Notice Requirements

State / Jurisdiction

 

Federal / All

Fair Credit Reporting Act (FCRA) Requires an Updated Version of the Summary of Rights 

In order to comply with the FCRA, employers conducting background checks on applicants and employees must provide them with a Summary of Consumer Rights form prior to taking adverse action. An updated version of this form published by the Consumer Financial Protection Bureau must be utilized as of March 20, 2024 

 

California

California Employers Required to Notify Employees that Noncompete Agreements are Void 

Notices must be emailed and physically mailed to current and former employees* informing them that they are no longer subject to any noncompete agreements or clauses. In order to be compliant with California Assembly Bill (AB) 1076, notices should be sent by February 14, 2024

California's Updated Notices for New Hires 

Employers in the Golden State should be aware of several updates to the notifications and pamphlets that must be provided to newly hired employees.

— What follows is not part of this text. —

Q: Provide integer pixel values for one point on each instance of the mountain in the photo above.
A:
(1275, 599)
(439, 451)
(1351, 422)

California Labor Code Section 2810.5 mandates that employers provide written notice at the time of hire to non-exempt employees with information about their wages including pay rates, overtime rates, and specified paydays. A recent amendment now requires this updated notice to include information about the increased paid sick leave and a new disclosure about federal or state emergency or disaster declarations that may impact worksite health and safety. For a more detailed summary, refer to this article by CDF Labor Law. 

 

Colorado

Colorado's Annual Notice of Income Tax Credit Availability 

The anniversary date of this annual requirement is upon us, as the Colorado Department of Revenue issued this guidance on March 31, 2023. In addition to statements that show the total compensation paid and income tax withheld for the previous year, employers must also notify employees in writing of the availability of income tax credits. This obligation cannot be fulfilled by linking to the CDOR tax division site. For more details, see this article by Ogletree Deakins

 

New York

New York City Worker's Bill of Rights 

Employers in NYC must provide access to the Worker's Bill of Rights to current employees and any subsequent hires by July 1, 2024. The Bill of Rights is an online reference tool that explains workplace rights and protections for NYC-based employees, job applicants, and independent contractors under federal, state, and local laws. It covers topics such as minimum wage, sick leave, Paid Family Leave, anti-discrimination, and the right to organize into unions and other rights. The posted notice must contain a QR code to the website for employees to reference. To view the notice, visit NYC's Department of Consumer and Worker Protection (DCWP) website.